Case Miglis embodies an exotic mix of Swedish chic in the middle of Havana that the Swedish-Cuban owner Michel Miglis wanted to achieve. It has become a meeting point for creative people from Havana and around the world. The Nordic menu is designed by Swedish cook Jonas Anderson, replete with seafood casserole and nuggets a lo Cubano. The Casa Miglis team is always on the hunt for selected local fish and fresh avocado for its eclectic dishes.
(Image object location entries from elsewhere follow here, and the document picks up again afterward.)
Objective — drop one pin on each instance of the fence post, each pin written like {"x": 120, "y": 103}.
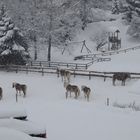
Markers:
{"x": 76, "y": 66}
{"x": 74, "y": 73}
{"x": 104, "y": 77}
{"x": 107, "y": 102}
{"x": 16, "y": 97}
{"x": 42, "y": 70}
{"x": 17, "y": 69}
{"x": 26, "y": 68}
{"x": 86, "y": 66}
{"x": 89, "y": 75}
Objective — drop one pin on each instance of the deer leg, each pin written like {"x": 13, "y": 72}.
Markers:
{"x": 75, "y": 95}
{"x": 66, "y": 94}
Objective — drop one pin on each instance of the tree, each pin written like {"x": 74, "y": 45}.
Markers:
{"x": 13, "y": 46}
{"x": 115, "y": 7}
{"x": 134, "y": 29}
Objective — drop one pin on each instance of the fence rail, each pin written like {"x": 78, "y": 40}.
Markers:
{"x": 50, "y": 64}
{"x": 74, "y": 72}
{"x": 92, "y": 56}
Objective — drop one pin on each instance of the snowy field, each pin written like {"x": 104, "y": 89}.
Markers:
{"x": 73, "y": 119}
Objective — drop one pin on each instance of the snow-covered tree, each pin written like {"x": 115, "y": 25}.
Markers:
{"x": 13, "y": 46}
{"x": 134, "y": 29}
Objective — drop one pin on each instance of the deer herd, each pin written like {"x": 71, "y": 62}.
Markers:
{"x": 65, "y": 75}
{"x": 70, "y": 88}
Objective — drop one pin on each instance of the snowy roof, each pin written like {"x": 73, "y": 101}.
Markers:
{"x": 18, "y": 47}
{"x": 10, "y": 134}
{"x": 12, "y": 111}
{"x": 113, "y": 28}
{"x": 6, "y": 52}
{"x": 27, "y": 127}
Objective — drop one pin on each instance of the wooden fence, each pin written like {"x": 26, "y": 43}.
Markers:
{"x": 50, "y": 64}
{"x": 75, "y": 72}
{"x": 92, "y": 56}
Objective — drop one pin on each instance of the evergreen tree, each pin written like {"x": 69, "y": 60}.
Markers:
{"x": 134, "y": 29}
{"x": 13, "y": 46}
{"x": 115, "y": 7}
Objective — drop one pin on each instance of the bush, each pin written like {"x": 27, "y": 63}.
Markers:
{"x": 15, "y": 58}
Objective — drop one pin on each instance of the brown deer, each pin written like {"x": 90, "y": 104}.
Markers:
{"x": 71, "y": 88}
{"x": 86, "y": 91}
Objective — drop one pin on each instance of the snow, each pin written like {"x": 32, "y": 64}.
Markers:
{"x": 18, "y": 47}
{"x": 71, "y": 119}
{"x": 27, "y": 127}
{"x": 10, "y": 134}
{"x": 12, "y": 111}
{"x": 75, "y": 119}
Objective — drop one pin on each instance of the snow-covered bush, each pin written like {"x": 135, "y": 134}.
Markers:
{"x": 100, "y": 37}
{"x": 13, "y": 46}
{"x": 115, "y": 7}
{"x": 134, "y": 29}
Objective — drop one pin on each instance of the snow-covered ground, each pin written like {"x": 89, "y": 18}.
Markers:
{"x": 71, "y": 119}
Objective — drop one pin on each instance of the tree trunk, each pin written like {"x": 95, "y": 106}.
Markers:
{"x": 49, "y": 47}
{"x": 50, "y": 32}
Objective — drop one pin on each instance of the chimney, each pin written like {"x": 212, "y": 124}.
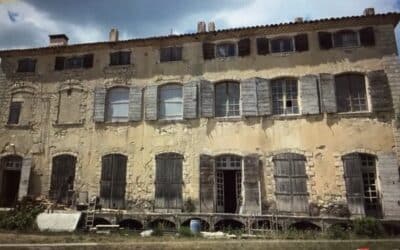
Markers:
{"x": 201, "y": 27}
{"x": 58, "y": 40}
{"x": 369, "y": 12}
{"x": 211, "y": 26}
{"x": 114, "y": 35}
{"x": 298, "y": 20}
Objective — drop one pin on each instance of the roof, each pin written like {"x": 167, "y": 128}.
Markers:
{"x": 307, "y": 25}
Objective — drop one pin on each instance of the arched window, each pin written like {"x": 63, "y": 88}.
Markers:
{"x": 351, "y": 93}
{"x": 285, "y": 96}
{"x": 170, "y": 101}
{"x": 168, "y": 181}
{"x": 113, "y": 181}
{"x": 117, "y": 104}
{"x": 10, "y": 175}
{"x": 227, "y": 99}
{"x": 62, "y": 178}
{"x": 291, "y": 183}
{"x": 361, "y": 184}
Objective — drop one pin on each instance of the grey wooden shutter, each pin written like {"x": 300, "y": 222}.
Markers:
{"x": 99, "y": 104}
{"x": 25, "y": 177}
{"x": 354, "y": 183}
{"x": 328, "y": 94}
{"x": 251, "y": 176}
{"x": 309, "y": 95}
{"x": 150, "y": 103}
{"x": 207, "y": 183}
{"x": 135, "y": 104}
{"x": 190, "y": 100}
{"x": 249, "y": 97}
{"x": 389, "y": 176}
{"x": 379, "y": 89}
{"x": 264, "y": 106}
{"x": 207, "y": 98}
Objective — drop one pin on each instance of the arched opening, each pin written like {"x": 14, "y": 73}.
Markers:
{"x": 228, "y": 183}
{"x": 10, "y": 173}
{"x": 162, "y": 224}
{"x": 113, "y": 181}
{"x": 228, "y": 224}
{"x": 305, "y": 226}
{"x": 168, "y": 195}
{"x": 170, "y": 101}
{"x": 62, "y": 179}
{"x": 361, "y": 184}
{"x": 205, "y": 226}
{"x": 291, "y": 183}
{"x": 131, "y": 224}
This new restaurant leads the recent trend of youthful, arty restaurants that have radicalized the traditional Cuban scene and it does it with trademark Northern cool.
Take the antique elevator to Cafe Laurent on the fourth floor, where an old penthouse apartment near the historic Hotel Nacional has been converted to a stylish minimalist restaurant with a witty 1950’s twist. Grab a seat among the Havana bohemia against a back wall covered with old newspapers, and take a pick among more than 30 Spanish-influenced, fusion dishes by Cuban chef Dayron Avilés Alfonso. Its specialty is seafood, from red snapper in green sauce to shrimps and paella. Take a place in the balcony, particularly in the evening, to delight in the scenic Vedado views.
Calle M # 257 penthouse e/21 y 19, 1200, +53 7 8312090.
A Spanish-style mansion in Vedado, with two generous rooftop terraces packed with decadent cushions, and colonial furniture in the main indoor lounge provide the retro backdrop of the Atelier. In the handwritten menus, supervised by Niuris Higueras and executed by restless chef Enrique Edreida, you can choose between lamb entrees, conejo al vino (rabbit in wine), duck and fresh lobster, falafels, fajitas, flan and tarts. You will be hard-pressed to find a more unpredictable list of dishes, as well as a more comfortable, sophisticated dining choice for visiting large groups.